TL;DR: We’re moving and want to invite Dad to the in-law suite, without making him feel like an old man.
My (28f) dad (78) is fiercely independent and doing great, having only retired a few years ago. His health has not been the best lately and it’s making me think about next steps – meanwhile he’s asking my brother (25) to help him set up a website for his new consulting business. Still sharp despite the health issues.
When a close friend of his passed away recently, Dad was feeling very vulnerable and shared that he doesn’t know what comes next for him, where he’s going, if he can afford a nursing home, etc. He “doesn’t want to be a burden” but frankly having to worry about him at a distance is more burdensome. He’s renting a home an hour away from me and my younger brother is staying there. I’d be stressed if he was alone, but I don’t want my brother to feel trapped there forever.
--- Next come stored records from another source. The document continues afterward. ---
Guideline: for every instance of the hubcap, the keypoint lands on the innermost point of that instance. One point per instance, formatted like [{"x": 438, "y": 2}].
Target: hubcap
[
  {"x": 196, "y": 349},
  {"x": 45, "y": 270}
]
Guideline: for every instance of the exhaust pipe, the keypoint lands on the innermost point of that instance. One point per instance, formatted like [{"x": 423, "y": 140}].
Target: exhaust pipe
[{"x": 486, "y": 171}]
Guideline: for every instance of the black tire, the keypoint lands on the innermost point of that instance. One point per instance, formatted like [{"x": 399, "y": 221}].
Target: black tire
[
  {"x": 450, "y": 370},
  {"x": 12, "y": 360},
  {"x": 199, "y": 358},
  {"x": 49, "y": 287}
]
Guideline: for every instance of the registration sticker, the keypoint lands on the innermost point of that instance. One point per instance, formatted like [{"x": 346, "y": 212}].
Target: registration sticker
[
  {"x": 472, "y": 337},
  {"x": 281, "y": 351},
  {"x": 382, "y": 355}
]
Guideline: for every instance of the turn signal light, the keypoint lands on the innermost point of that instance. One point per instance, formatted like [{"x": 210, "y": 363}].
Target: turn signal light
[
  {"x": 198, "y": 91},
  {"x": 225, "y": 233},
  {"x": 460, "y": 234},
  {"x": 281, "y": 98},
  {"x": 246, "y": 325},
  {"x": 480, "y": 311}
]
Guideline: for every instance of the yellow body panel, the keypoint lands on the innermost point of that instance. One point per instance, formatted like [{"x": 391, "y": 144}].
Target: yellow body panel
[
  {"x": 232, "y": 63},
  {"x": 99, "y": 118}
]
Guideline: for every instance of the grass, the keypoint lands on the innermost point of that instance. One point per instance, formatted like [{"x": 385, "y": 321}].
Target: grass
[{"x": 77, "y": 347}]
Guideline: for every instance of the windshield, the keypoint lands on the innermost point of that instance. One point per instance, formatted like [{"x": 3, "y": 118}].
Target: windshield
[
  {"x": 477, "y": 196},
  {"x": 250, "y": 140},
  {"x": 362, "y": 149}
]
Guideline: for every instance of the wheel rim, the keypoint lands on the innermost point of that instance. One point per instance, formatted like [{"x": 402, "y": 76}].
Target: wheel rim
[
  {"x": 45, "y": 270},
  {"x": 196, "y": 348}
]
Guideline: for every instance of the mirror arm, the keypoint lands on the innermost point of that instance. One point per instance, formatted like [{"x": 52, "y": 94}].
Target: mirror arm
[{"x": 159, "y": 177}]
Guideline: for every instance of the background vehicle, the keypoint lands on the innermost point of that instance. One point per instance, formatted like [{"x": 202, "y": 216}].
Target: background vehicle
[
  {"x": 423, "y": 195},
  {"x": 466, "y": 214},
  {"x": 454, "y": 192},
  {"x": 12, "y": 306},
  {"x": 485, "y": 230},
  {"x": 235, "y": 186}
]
Husband and I have agreed that we’re open to Dad living with us. We’re already planning to move in the fall to be closer to everyone, and now thinking about looking for a house to rent with a second apartment, with the plan to invite Dad to stay in the in-law suite (so he’s independent but still close). We need to discuss this because if he’s unwilling to rent the basement apartment, we can’t afford to rent a full house and would go smaller. My dream situation is we rent two houses side by side, but alas my lottery tickets aren’t supporting that plan yet.
The question: How do I broach this? I don’t want to do anything to harm or reduce his independence. I don’t want to inadvertently send the message of “I SEE YOU AS AN OLD MAN NEEDING A BABYSITTER”. I just want him to be safe and have a plan. Help?? I don’t feel like a real adult myself, never mind qualified to parent my parent.